The U.S. ambassador to the United Nations responded to the news from Moscow while appearing on a Sunday news program.

“President Putin is continuing to escalate this war in a manner that is totally unacceptable,” Ambassador Linda Thomas-Greenfield said. “And we have to continue to condemn his actions in the most strong, strongest possible way.”

The alarming step came as street fighting broke out in Ukraine’s second-largest city and Russian troops squeezed strategic ports in the country's south, advances that appeared to mark a new phase of Russia's invasion following a wave of attacks on airfields and fuel facilities elsewhere in the country.

The capital, Kyiv, was eerily quiet after huge explosions lit up the morning sky and authorities reported blasts at one of the airports. Only an occasional car appeared on a deserted main boulevard as a strict 39-hour curfew kept people off the streets. Terrified residents instead hunkered down in homes, underground garages and subway stations in anticipation of a full-scale Russian assault.

“The past night was tough – more shelling, more bombing of residential areas and civilian infrastructure," Ukrainian President Volodymyr Zelensky said. "There is not a single facility in the country that the occupiers wouldn’t consider as admissible targets.”

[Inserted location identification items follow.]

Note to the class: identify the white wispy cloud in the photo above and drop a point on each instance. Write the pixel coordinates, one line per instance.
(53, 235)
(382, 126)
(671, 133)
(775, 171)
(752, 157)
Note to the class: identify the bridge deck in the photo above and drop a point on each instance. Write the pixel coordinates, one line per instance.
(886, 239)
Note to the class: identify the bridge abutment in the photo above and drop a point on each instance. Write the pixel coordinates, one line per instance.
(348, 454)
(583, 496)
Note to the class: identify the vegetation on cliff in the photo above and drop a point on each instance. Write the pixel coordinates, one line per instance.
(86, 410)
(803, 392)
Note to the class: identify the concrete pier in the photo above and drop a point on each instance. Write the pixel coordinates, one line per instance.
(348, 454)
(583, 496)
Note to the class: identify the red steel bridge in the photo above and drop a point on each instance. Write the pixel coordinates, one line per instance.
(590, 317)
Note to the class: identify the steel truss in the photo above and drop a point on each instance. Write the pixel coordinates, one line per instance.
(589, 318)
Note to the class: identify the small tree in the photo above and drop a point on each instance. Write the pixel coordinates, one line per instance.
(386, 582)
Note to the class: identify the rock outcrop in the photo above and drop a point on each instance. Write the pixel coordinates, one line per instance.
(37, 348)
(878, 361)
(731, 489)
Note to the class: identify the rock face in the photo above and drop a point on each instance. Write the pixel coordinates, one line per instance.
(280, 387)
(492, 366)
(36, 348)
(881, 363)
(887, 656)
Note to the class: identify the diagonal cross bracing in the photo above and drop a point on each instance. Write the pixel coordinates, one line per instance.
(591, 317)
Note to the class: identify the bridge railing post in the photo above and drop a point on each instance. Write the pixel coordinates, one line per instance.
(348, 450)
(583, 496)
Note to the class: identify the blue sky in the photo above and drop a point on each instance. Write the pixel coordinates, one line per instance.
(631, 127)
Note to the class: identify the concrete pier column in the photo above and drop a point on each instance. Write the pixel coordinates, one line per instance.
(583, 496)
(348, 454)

Following its gains to the east in the city of Kharkiv and multiple ports, Russia sent a delegation to Belarus for peace talks with Ukraine, according to the Kremlin. Mr Zelensky suggested other locations, saying his country was unwilling to meet in Belarus because it served as a staging ground for the invasion.

Until Sunday, Russia's troops had remained on the outskirts of Kharkiv, a city of 1.4 million about 20 kilometers (12.4 miles) south of the border with Russia, while other forces rolled past to press the offensive deeper into Ukraine.

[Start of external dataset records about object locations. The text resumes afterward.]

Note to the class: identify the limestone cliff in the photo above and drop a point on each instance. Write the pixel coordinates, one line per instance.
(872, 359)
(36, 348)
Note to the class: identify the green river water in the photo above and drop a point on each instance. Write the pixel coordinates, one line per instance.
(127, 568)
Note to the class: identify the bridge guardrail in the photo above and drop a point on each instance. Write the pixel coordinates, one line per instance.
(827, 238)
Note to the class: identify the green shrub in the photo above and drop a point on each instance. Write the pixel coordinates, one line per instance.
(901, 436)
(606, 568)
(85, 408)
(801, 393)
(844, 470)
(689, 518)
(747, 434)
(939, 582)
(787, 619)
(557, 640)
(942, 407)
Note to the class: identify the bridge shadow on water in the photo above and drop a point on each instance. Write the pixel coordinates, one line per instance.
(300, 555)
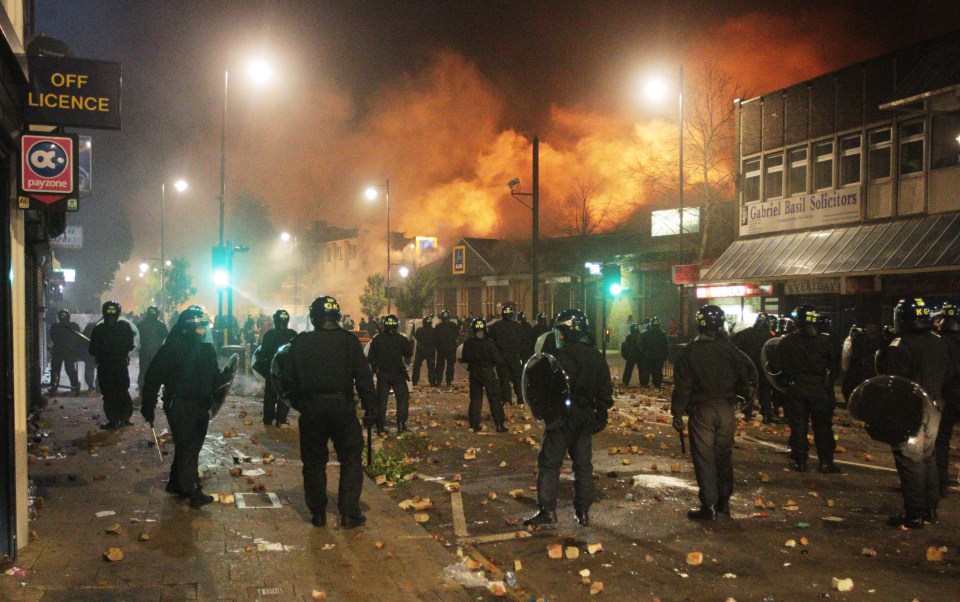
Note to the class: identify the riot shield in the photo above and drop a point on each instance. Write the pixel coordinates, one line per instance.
(226, 380)
(546, 387)
(892, 407)
(766, 355)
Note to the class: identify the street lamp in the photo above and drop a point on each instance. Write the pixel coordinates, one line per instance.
(371, 193)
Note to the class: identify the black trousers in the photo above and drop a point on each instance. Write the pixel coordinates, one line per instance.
(628, 372)
(398, 382)
(917, 467)
(115, 387)
(188, 423)
(273, 408)
(319, 423)
(807, 401)
(484, 379)
(510, 372)
(712, 427)
(446, 360)
(427, 355)
(573, 436)
(59, 361)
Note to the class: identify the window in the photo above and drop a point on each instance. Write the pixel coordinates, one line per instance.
(773, 176)
(751, 180)
(879, 154)
(797, 171)
(945, 151)
(850, 160)
(911, 147)
(823, 170)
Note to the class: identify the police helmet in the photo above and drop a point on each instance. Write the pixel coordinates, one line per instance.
(911, 315)
(571, 324)
(111, 309)
(711, 318)
(281, 318)
(324, 308)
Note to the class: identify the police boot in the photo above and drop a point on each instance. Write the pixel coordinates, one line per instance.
(543, 518)
(705, 512)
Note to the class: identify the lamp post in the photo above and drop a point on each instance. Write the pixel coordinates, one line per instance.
(371, 194)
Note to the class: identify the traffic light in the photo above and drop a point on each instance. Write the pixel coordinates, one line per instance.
(611, 279)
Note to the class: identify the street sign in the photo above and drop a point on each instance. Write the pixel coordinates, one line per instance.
(49, 172)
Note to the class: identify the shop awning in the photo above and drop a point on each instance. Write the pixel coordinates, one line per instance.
(904, 245)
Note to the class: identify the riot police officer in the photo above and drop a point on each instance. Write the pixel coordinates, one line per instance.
(152, 334)
(709, 374)
(390, 352)
(805, 359)
(591, 396)
(631, 353)
(274, 410)
(482, 356)
(426, 352)
(111, 343)
(447, 335)
(320, 371)
(508, 335)
(64, 339)
(186, 367)
(947, 321)
(920, 355)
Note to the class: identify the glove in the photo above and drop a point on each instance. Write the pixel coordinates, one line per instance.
(148, 414)
(678, 423)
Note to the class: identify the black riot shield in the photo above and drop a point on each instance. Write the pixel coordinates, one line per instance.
(766, 354)
(892, 407)
(546, 388)
(226, 380)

Videos posted on Ukrainian media and social networks showed Russian vehicles moving across Kharkiv and Russian troops roaming the city in small groups. One showed Ukrainian troops firing at the Russians and damaged Russian light utility vehicles abandoned nearby.

The images underscored the determined resistance Russian troops face while attempting to enter Ukraine's bigger cities. Ukrainians have volunteered en masse to help defend the capital, Kyiv, and other cities, taking guns distributed by authorities and preparing firebombs to fight Russian forces.

Ukraine's government also is releasing prisoners with military experience who want to fight for the country, a prosecutor's office official, Andriy Sinyuk, told the Hromadske TV channel Sunday. He did not specify whether the move applied to prisoners convicted of all levels of crimes.